2

While working on a compiler for a toy language I designed, I looked a bit around about what options there are for implementing generics in a language (by searching examples of existing languages) and I started wondering about C# generics.

I'll try to describe what I've understood first. Please feel free to correct me at any point if I've misunderstood anything. I will be using the term generic class/type/template/definition to refer to something like List<T> and concrete class/type to refer to something like List<int>, List<string>, etc.

Apologies in advance about the length of the post.


C++ uses templates for generic programming. As far as I understand, this means that:

  1. The C++ compiler, when it encounters a template definition, simply keeps its text (or an equivalent of the text) in memory.
  2. Then, every time a reference to a (new) concrete type is encountered in the code, the generic template is consulted, the text for the requested concrete type is generated (by replacing the type parameters with the requested combination), and finally that code is compiled and added to the binary.

The template itself will not be available in the binary, since it was merely a text representation and never a concrete type. Only the concrete types generated from it will be visible.

(I am unsure about this last part - as I stated before, do correct me if I'm off.)


Java uses type erasure, meaning that all generic type parameters are checked for type safety only at compile time, then (if no type mismatch is detected), they are all replaced with references to the Object base type, effectively reusing one (non-generic) class for all concrete type references.

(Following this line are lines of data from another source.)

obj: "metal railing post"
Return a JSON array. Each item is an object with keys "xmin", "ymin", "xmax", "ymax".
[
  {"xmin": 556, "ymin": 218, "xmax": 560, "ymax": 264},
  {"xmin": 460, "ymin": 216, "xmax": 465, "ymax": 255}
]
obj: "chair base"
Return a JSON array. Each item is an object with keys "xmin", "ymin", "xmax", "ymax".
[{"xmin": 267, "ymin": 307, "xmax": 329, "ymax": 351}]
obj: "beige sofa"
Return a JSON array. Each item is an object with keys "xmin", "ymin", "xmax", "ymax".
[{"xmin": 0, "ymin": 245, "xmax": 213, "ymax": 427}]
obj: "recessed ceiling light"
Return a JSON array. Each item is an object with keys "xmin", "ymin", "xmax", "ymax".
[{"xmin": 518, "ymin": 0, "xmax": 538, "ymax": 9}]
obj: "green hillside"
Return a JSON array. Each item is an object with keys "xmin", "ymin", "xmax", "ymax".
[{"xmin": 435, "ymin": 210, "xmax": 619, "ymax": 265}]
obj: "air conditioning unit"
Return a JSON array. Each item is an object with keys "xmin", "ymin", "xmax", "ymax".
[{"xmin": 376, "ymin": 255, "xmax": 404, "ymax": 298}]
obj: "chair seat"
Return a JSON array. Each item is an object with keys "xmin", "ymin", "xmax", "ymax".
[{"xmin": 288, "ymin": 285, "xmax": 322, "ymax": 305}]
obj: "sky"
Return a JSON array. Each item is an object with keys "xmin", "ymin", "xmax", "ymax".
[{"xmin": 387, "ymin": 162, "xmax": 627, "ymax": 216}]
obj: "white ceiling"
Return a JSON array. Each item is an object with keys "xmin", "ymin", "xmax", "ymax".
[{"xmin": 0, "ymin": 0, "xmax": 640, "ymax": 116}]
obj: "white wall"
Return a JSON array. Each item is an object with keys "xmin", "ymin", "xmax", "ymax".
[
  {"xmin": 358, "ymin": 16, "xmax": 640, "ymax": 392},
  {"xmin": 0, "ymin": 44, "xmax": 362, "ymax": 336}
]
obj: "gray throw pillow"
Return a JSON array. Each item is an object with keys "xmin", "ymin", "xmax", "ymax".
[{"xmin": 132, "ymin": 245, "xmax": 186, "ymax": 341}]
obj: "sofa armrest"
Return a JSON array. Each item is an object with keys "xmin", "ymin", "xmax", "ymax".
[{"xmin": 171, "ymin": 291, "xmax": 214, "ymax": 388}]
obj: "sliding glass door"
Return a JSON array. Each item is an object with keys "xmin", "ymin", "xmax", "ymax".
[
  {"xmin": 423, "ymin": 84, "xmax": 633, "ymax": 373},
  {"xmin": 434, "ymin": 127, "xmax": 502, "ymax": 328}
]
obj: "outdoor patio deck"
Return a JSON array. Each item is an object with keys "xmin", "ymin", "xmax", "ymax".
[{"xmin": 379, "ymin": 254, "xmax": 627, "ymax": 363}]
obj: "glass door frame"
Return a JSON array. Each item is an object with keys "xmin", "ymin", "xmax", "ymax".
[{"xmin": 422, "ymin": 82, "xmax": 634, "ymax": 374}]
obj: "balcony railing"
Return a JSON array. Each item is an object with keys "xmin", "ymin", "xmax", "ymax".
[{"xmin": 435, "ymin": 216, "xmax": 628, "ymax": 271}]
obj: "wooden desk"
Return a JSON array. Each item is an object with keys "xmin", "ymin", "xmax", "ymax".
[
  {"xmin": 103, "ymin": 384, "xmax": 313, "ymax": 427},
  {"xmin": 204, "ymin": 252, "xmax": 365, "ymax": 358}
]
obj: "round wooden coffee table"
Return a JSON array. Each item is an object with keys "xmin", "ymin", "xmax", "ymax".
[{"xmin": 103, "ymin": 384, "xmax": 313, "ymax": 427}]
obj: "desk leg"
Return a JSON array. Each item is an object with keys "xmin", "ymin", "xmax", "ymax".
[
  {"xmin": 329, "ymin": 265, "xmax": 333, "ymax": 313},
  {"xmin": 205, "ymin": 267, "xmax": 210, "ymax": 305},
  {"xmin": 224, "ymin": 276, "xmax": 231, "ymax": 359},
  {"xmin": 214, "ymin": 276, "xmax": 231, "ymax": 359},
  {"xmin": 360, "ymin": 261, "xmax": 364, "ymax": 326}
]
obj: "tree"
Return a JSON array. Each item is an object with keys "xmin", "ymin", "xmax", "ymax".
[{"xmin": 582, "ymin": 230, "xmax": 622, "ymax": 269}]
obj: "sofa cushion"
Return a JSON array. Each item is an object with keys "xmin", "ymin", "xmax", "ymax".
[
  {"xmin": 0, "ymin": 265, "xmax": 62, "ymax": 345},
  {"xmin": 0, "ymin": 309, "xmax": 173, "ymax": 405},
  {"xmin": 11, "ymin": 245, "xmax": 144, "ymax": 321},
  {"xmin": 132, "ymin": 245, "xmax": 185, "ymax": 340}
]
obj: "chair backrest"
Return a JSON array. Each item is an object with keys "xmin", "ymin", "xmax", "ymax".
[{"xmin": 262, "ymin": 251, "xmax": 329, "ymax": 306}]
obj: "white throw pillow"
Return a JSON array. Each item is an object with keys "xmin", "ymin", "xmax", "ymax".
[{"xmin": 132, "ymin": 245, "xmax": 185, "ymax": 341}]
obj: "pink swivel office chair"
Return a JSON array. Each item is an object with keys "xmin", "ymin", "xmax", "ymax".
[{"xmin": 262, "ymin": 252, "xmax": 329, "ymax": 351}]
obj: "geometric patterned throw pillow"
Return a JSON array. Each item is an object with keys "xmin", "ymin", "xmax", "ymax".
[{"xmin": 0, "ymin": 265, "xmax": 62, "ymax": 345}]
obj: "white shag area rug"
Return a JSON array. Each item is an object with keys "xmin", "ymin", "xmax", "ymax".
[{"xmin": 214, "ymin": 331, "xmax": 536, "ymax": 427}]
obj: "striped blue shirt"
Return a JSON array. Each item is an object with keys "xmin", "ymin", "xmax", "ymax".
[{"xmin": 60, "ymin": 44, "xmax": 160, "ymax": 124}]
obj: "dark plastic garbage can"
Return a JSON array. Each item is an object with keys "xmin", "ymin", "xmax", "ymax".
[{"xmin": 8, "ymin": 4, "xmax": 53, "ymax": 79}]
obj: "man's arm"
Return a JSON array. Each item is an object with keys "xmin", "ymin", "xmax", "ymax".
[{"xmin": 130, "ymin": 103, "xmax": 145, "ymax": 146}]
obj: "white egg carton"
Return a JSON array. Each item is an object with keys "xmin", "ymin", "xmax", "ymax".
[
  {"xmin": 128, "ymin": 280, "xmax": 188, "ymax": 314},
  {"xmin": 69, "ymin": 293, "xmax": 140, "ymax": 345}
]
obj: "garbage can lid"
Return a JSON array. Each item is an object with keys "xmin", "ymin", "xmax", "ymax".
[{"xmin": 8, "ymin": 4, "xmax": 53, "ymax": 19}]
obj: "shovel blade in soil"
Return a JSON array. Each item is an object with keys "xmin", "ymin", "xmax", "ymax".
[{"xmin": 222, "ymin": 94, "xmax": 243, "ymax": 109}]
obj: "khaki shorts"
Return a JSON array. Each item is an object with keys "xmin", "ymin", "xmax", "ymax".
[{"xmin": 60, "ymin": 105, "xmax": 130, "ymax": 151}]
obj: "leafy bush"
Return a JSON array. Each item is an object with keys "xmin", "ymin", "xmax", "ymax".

Now, to the actual question.

After reading an interview of Anders Hejlsberg (not specifically the linked one, but his point is the same), where he criticized Java's type erasure, I had assumed that C# does not use type erasure. And, since we can reflect on the concrete types in C# and we do have such things as LINQ (which involves rather complicated usages of the generic capabilities of C#), we can safely say that C# indeed does not employ type erasure like Java.

Not knowing of any other options, I assumed that C# uses something like templates. Not quite C++ templates (as I understand them, at least), because we can obviously create a concrete type whose generic version was described in another assembly, and because we can reflect on the type again and get information about it. So, what I thought was that C# generics were more like templates plus metadata.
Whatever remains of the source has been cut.